Lonely college student in Nebraska
Dear Lonely College Student,
Thank you so much for reaching out. Indeed this is the first step of solving any problem that seems insurmountable.
Like all of us in the diaspora who came before us, nothing truly prepares you for life abroad. The excitement of moving abroad, leaving home to live the dream, pride at honoring your family and entering a prestigious college, and the newness of experience that one only sees on TV wanes as the reality of American life hits.
It is the things we often take for granted – a place to go home at the end of the week, a face you have grown accustomed to seeing on a regular basis, family gatherings, sights, smells and sounds of familiarity – that create a vacuum which can be painful to cope with, especially as you see your peers who excitedly prepare to go “home” while you are indeed, stuck with what you have. Trust me when I say – you are not alone.
So what can you do?
1. Accept an invitation!
Why not? One thing I appreciate about Americans is their openness and willingness to welcome you into their homes. Most have no hidden agenda! You may pity yourself for a little bit (it’s natural!), but what you gain is the ability to take yourself out of your comfort zone and learn about how other people live and interact within their family unit. By accepting a seat at the Thanksgiving table you get to first-hand witness American love and generosity, learn about their traditions, and have the opportunity to teach those around you about yourself and where you come from. Do not forget, with access to a home kitchen and ingredients – who says that you cannot make your own fish, collard greens and ugali for the season!
2. Travel and Explore!
Who says you have to sit around and mope on campus all day, watching TV and eating ice-cream all night? OK – for the first few days maybe! But afterwards, you have a duty to yourself to explore and continue learning. With cross country buses such as Greyhound, Airbnb and numerous other affordable travel/rooming options – you can make a plan to visit your neighboring towns and states. There are beautiful museums, entertainment venues, natural landscapes and experiences that you have the opportunity to witness. Armed with a camera, you can be the one that exposes the rest of us to the beauty that exists in the land you are in.

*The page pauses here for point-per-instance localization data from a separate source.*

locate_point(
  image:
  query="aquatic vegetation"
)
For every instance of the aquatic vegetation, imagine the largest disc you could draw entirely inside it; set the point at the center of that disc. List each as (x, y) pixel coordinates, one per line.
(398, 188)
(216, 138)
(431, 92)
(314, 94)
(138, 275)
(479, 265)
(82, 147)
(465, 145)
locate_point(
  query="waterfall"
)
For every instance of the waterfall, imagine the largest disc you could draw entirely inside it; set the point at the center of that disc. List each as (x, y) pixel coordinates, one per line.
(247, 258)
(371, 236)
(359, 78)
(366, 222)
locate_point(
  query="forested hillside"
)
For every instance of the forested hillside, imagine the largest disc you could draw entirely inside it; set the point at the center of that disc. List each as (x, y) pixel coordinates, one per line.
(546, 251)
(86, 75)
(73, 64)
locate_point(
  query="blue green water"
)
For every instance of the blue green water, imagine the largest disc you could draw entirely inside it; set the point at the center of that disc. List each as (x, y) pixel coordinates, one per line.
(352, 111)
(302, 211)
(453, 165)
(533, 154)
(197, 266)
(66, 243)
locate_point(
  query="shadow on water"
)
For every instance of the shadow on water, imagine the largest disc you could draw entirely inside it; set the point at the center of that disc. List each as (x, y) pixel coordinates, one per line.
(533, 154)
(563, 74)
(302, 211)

As a college student, these are the times at which you can explore with freedom – take advantage of your college card, which may also offer you special student discounts along the way.
3. Find relatives, no matter how far removed you may be!
This is the time to call home and ask for the names and number of relatives you have in the U.S. You will be surprised! Even if they are 5 cousins removed and you have never ever met them, there is nothing quite like knowing that there is SOMEONE here. You may be able to reconnect, get some survival tips, and even create an even closer relationship that will be beneficial for both of you down the line. There is nothing like family.
4. Network on and offline
So you live in the middle of nowhere. But at your fingertips lies the largest communities online, including Facebook. In addition to local African student associations you can join, there are larger groups on Facebook such as Kenyan College Students in the United States, and other international student groups looking for answers and to share solutions from a peer perspective. You get to learn so much on these platforms! This is a great opportunity to meet new people in similar situations – who knows, maybe you can take turns visiting each other!
5.Plan for home, if and when you can
It is never too early to plan for a trip back home. Sometimes just looking on StudentUniverse for cheap flights can be the salve to a lonely day. Since you can plan your trip up to 9 months in advance on most flights, start looking for deals early! I have found that having something to look forward to at the end of a long semester is quite comforting.
The journey of an international student is unique within the immigration experience. While noting that things will no doubt be different and challenging at times, this is the exact opportunity to grab on tighter and soar onto higher and greater opportunities in your new land.
All the best, and do not forget to call home, for that is where the heart is.